The Dow Jones was down 167 moving in a 280 point range and closing down for the fifth consecutive session.

Resources are doing it tough today…BHP down 56c to 3264c and RIO down only 15c to 8285c. Both BHP and RIO down in ADR form overnight, 5.8% and 3.3% respectively. Metals all down overnight, Copper down 1.4%, Zinc down 2% and Aluminium 0.4%. Nickel up 3%. Zinifex down 37c to 1475c. Oil price up 96c to $73.36 after the National Hurricane Center said there could be a major hurricane by Thursday. Woodside down 107c to 3907c. Gold unchanged at $679.70 in the US overnight.

The market has officially had a “Correction” as of last night….down over 10%. Resources down 15.73%…underperforming. Banks down 7.2%….proving their defensive qualities.

Heaps going on today:

  • Australian Stock Exchange (ASX) down 110c to 4390c despite announcing NPAT more than doubled.
  • CFS Retail Property (CFX) have announced an 84% increase in FY07 NPAT and MFS Ltd (MFS) also announced they have withdrawn from takeover talk with the company.
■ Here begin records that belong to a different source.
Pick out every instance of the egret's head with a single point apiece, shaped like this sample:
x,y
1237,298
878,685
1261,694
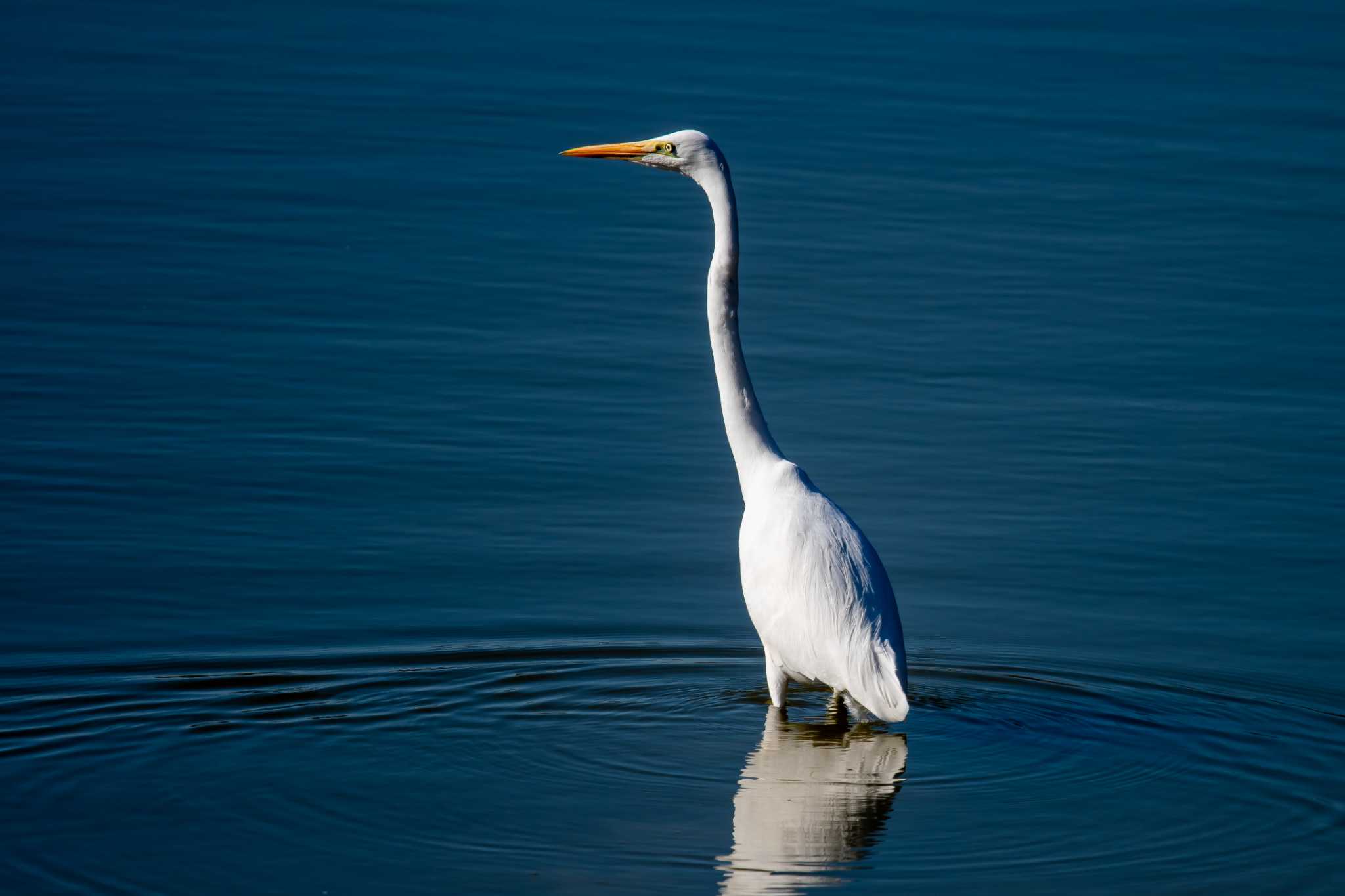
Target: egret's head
x,y
686,152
CFX up 3c to 216c, MFS up 16c to 421c.
  • The battle for CSM continuesConsolidated Minerals (CSM) down 4c to 336c, their board has rejected the takeover offer from Territory Resources (TTY) and have instead recommended the 330c all cash offer Pallinghurst.
  • Allco Finance Group (AFG) announce they have no direct exposure to the US sub-prime assets and that Allco’s “white-label mortgage platform Mobius is not affected by the issues associated with US sub-prime mortgages”. Announcement hasn’t done much good for the share price, down 19c or 2.5% to 750c.
  • Macquarie Bank (MBL) and Publishing & Broadcasting (PBL) have agreed to buy 66.2% of German online real-estate advertising group Immobilien Scout for 357m Euros. The acquisition still requires regulatory approval. MBL down 75c to 6593c and PBL down 40c to 1700c.
  • Sigma Pharmaceuticals (SIP) getting smashed today…again – down 18c or 10% to 148c after announcing CFO John Cullity has resigned and will leave the company at the end of the month. The stock is down 38% in the last 3 months.
  • Nightmare listing continuesRAMS Home Loans (RHG) down another 65c or 48% to 70c today, the stock has market has trashed the stock since listing at 250c a share. Investors have lost 65% of their initial outlay. The vendors made off with over $695m. If they had waited two weeks the listing probably wouldn’t have gone ahead. Some of the prospectus statements look a bit hollow suddenly.
  • The US$ has fallen 6.2% against the Yen since the credit crunch started. It has promoted talk of the Yen Carry Trade unwinding. Why not…we have Armageddon….bring on Apocalypse.

I’m not buying until Bruce Willis arrives with the drill rig.

I have a few articles in the Marcus Today newsletter today. One of them is a list of all the ASX 200 stocks and their numbers (PEs and yields) listed in order of how far they have fallen from the top. Amazingly BHP has been the best performing resources stock in the fall. Financial engineering stocks (MBL, BNB, AFG, MFS, CGF) have been the worst hit along with small resources.